Mushroom Stroganoff with Cardamom Basmati Rice

Recipe adapted from: Feast – Food to Celebrate Life (by Nigella Lawson)

mushroom stroganoff

I didn’t like mushrooms when I was growing up, and I was a fool.

I thought they were slimy and kind of gross, and they always seemed like a “filler” or even an afterthought in sautéed veggies or meaty pasta, which I felt was rather pointless and unnecessary. The idea of truffle being one of the world’s most precious and sought-after delicacies perplexed me more than fish roe and duck liver being the others. Of course I had never tasted truffle at that time, I only knew it was a type of mushroom. And people train pigs to find them in the forest. That sounded as bizarre as “Where the wild things are” to a 9-year old Japanese kid.

Fortunately, my taste bud had caught up to be able to appreciate the fantastic world of fungi by the time I was introduced to this version of mushroom stroganoff.  Still, I was absolutely shocked by how delicious this dish came out despite of the recipe’s simplicity when I made it for the first time. Since then I have made this for many, many occasions, but every time, I’m amazed and almost confused as to how only mushrooms and a couple of spices (paprika and nutmeg) can deliver such a deeply rich and complex flavor. And every time, it makes me regret about all those years when I diligently picked out any mushroom slices I could find from my plate to avoid eating them.

The original recipe came from Nigella Lawson. I find the choice and amount of spices used in her recipes always spot-on so I knew this one would be tasty as well (although it actually managed to surpass my already high expectations). I had no choice anyway, I’m convinced she is a hypnotist – A few times she came onto NPR and described some dishes from her new book while I was driving, and the next thing I remember was either I was in line for the cashier at a supermarket with tarragon and chicken in my basket, or I had just ordered her book on amazon.

Even though mushrooms are naturally low in calories, Ms. Lawson’s version, in her usual sexy and confident manner, was unapologetically and fabulously decadent (she uses 1 stick of butter and 1.5 cup of sour cream – For 8 servings, but still!). Since I have a hard time stopping myself when I eat this, I made some modifications to make it a bit more waistline-friendly while attempting to keep it equally satisfying.
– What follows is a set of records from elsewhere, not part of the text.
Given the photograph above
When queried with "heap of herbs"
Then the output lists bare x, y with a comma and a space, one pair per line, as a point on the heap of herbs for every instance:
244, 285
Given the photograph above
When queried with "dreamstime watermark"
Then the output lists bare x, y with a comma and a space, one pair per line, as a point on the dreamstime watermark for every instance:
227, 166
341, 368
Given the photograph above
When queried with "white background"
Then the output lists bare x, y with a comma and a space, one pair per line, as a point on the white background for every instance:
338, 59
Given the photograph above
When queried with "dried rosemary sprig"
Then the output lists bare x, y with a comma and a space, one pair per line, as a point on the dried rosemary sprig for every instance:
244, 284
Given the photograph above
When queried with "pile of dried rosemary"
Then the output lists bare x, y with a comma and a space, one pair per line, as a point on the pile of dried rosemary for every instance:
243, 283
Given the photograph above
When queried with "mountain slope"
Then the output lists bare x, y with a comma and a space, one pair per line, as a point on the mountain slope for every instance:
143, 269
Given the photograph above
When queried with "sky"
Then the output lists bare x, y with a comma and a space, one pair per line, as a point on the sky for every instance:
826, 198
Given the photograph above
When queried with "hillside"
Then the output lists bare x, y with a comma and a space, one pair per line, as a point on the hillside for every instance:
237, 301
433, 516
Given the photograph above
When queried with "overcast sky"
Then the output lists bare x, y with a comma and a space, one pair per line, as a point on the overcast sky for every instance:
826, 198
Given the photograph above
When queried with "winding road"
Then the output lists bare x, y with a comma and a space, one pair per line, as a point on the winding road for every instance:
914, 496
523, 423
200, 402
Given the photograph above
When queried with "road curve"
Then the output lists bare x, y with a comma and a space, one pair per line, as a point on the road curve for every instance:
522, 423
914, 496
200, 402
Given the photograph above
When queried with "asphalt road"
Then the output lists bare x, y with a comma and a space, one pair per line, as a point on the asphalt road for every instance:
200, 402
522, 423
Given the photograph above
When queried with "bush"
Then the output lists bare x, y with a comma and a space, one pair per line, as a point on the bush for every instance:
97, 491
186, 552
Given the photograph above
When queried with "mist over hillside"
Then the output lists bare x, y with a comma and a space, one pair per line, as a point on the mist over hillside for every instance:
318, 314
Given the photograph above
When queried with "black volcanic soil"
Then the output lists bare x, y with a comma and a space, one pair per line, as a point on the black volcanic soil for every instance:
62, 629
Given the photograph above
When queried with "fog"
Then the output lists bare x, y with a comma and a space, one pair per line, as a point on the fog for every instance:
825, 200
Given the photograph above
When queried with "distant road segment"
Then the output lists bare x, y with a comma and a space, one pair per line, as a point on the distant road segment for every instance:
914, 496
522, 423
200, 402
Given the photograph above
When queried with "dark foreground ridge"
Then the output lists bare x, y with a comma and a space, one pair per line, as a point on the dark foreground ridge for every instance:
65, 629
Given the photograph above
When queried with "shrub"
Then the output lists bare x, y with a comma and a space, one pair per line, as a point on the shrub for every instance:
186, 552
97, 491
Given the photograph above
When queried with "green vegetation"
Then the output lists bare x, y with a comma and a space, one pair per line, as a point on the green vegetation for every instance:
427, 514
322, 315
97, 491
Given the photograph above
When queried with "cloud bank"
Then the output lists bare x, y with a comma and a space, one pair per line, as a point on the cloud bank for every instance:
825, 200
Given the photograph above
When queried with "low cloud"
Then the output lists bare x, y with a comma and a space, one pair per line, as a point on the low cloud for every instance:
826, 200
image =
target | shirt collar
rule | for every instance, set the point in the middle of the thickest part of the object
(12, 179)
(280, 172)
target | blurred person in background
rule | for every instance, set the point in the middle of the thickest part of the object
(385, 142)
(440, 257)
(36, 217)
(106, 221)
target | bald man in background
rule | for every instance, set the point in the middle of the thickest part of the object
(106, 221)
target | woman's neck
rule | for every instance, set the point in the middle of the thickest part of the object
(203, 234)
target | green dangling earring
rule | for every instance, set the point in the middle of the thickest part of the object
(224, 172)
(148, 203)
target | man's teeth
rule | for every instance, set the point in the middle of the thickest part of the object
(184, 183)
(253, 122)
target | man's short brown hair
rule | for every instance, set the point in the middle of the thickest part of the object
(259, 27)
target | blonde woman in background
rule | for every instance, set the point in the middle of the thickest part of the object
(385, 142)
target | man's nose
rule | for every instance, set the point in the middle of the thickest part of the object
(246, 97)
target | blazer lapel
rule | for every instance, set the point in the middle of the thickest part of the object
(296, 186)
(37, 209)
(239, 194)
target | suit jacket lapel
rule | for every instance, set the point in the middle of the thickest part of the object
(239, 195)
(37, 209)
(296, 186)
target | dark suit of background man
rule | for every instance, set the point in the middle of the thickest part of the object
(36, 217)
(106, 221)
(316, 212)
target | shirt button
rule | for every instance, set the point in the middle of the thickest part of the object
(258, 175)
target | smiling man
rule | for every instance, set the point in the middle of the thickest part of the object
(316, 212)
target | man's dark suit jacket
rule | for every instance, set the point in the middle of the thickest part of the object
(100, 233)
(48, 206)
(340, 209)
The result is rich, creamy and meaty goodness you can eat to your heart’s content without feeling heavy (or guilty, for that matter). It’s almost too good to be true, but as real as those truffle-hunting swines in the European woods.

RECIPE (2 Servings)


  • ½ large onion, chopped
  • 1 clove garlic, minced
  • 1 tsp olive oil
  • Approximately total 4 cups of various mushrooms (2 cups per person, examples below – This time I used button/maitake/shiitake/portobello mushrooms)
    • Button mushrooms – quartered
    • Crimini mushrooms – quartered
    • Shiitake mushrooms – remove the stalks and slice
    • Maitake mushrooms – separate into bite size by hands
    • Portobello mushrooms – Cut into 4 thick slices, then slice crosswise into bite size
    • King oyster mushrooms – Half crosswise and slice
  • ½ tsp~ butter
  • 1 teaspoon kosher salt
  • 1 tablespoon dry sherry
  • 1 teaspoon paprika
  • ¼ teaspoon freshly grated nutmeg
  • ½ cup~ Greek Yogurt
  • ¼ cup chopped parsley


  1. Heat the oil in large wide pan and cook onion and garlic until softened, but not colored
  2. Add the butter to the pan and swirl the pan to melt it. Add all the mushrooms and stir to coat them with butter. Cover and cook the mushroom with medium/low heat for about 15-20 minutes until the mushrooms give out its juice and the mixture looks moist.
  3. Take off the lid and add the salt, sherry, paprika. Grate nutmeg into the pan. Cover again and cook another 10 minutes with low heat. Add most of parsley.
  4. Remove from the heat and add the yogurt little by little (by about tablespoon at a time), stirring to blend into the mixture until desired consistency and creaminess is achieved. Do not put it on heat again, as yogurt will separate and curdle. If you need to reheat, put it on lowest setting and watch it out so it does not boil.
  5. Garnish with remaining parsley and serve immediately with cooked basmati rice.**

** You can serve this with egg noodle or just plain rice, but the book suggests to serve this with cardamom basmati rice – Just add cardamom pods gently crashed with the side of knife when you cook the rice according to package instructions (I use 2 pods for 1 cup of rice). I’m a fan of sweet and spicy cardamom, and it makes me so happy every time I lift the lid to get the whiff of the heavenly aroma when it is done. It is a perfect match for this stroganoff, I certainly cannot get enough of this!